La France est actuellement en proie à une canicule sans précédent, touchant l’ensemble du territoire, des montagnes aux côtes. Les conséquences de cette vague de chaleur sont lourdes, avec plusieurs décès à déplorer. Dans un contexte où la climatisation devient un sujet de débat politique, Alain Marschall n’a pas hésité à exprimer son indignation sur le plateau des Grandes Gueules le 24 juin 2026.
EN BREF
- La canicule touche toute la France avec des températures records.
- Alain Marschall critique l’inaction de l’État concernant l’infrastructure.
- Plus de 50 millions d’habitants placés en vigilance rouge.
Les citoyens ressentent particulièrement la chaleur dans les transports, où les annulations et retards de trains se multiplient. Les usagers sont contraints de supporter des conditions extrêmes, incapables de trouver un peu de fraîcheur. Dans les établissements scolaires, certains parents se voient obligés d’apporter des ventilateurs pour soulager leurs enfants, tandis que dans les hôpitaux, la moitié des chambres ne disposent pas de climatisation.
Sur les ondes, Alain Marschall a déclaré : « Regardez où est la faillite, elle est là où est l’État. » En pointant du doigt l’ancien Premier ministre et actuel patron de la SNCF, Jean Castex, il a déploré que les personnes vulnérables soient déconseillées de prendre le train en raison des risques encourus. Marschall a également mentionné les infrastructures vieillissantes, en citant des rails datant du 19ème siècle, qui continuent de poser problème.
La colère de Marschall ne s’arrête pas là. Il a critiqué l’architecture moderne, notamment la gare de Nantes, qu’il accuse d’aggraver la chaleur à l’intérieur de l’édifice. « Les architectes, là aussi, c’est tout une bande, ils font tout en verre, » a-t-il ajouté, soulignant la nécessité d’une réflexion plus approfondie sur l’aménagement des espaces publics, surtout en période de canicule.

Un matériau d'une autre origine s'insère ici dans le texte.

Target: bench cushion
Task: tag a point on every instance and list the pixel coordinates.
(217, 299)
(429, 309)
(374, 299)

Face à cette situation critique, l’État a tenté de donner l’impression d’une action proactive. La ministre de la Transition écologique, Monique Barbut, a affirmé : « L’État sait bien organiser. » Pourtant, cette déclaration a été accueillie avec scepticisme. Le Premier ministre, Sébastien Lecornu, a même évoqué la possibilité de priver les ministres de vacances si la canicule se prolongeait. Une déclaration jugée par Olivier Truchot comme un simple coup de communication.
Les critiques ne se limitent pas aux infrastructures. Flora Ghebali, entrepreneuse dans le domaine de la transition écologique, a souligné l’inefficacité des réunions ministérielles : « Les rendez-vous dans les ministères, ça ne sert qu’à être pris en photo pour la communication d’un ministre. » Elle a ajouté que ces discussions avec les acteurs publics apportaient peu de résultats concrets.
Actuellement, plus de 50 millions de Français sont en vigilance rouge, tandis que 72 départements sont concernés par ce niveau d’alerte. Ce jeudi 25 juin, la France est attendue à connaître le pic de cette canicule. Les températures atteignent des sommets historiques, avec une moyenne de 30°C, faisant de ce mercredi la journée la plus chaude jamais enregistrée sur le territoire.
Dans ce contexte, la question de l’accès à la climatisation se pose de manière pressante. Alors que les débats politiques se multiplient, il est essentiel de réfléchir aux mesures à prendre pour protéger les populations les plus vulnérables face à des phénomènes climatiques de plus en plus fréquents.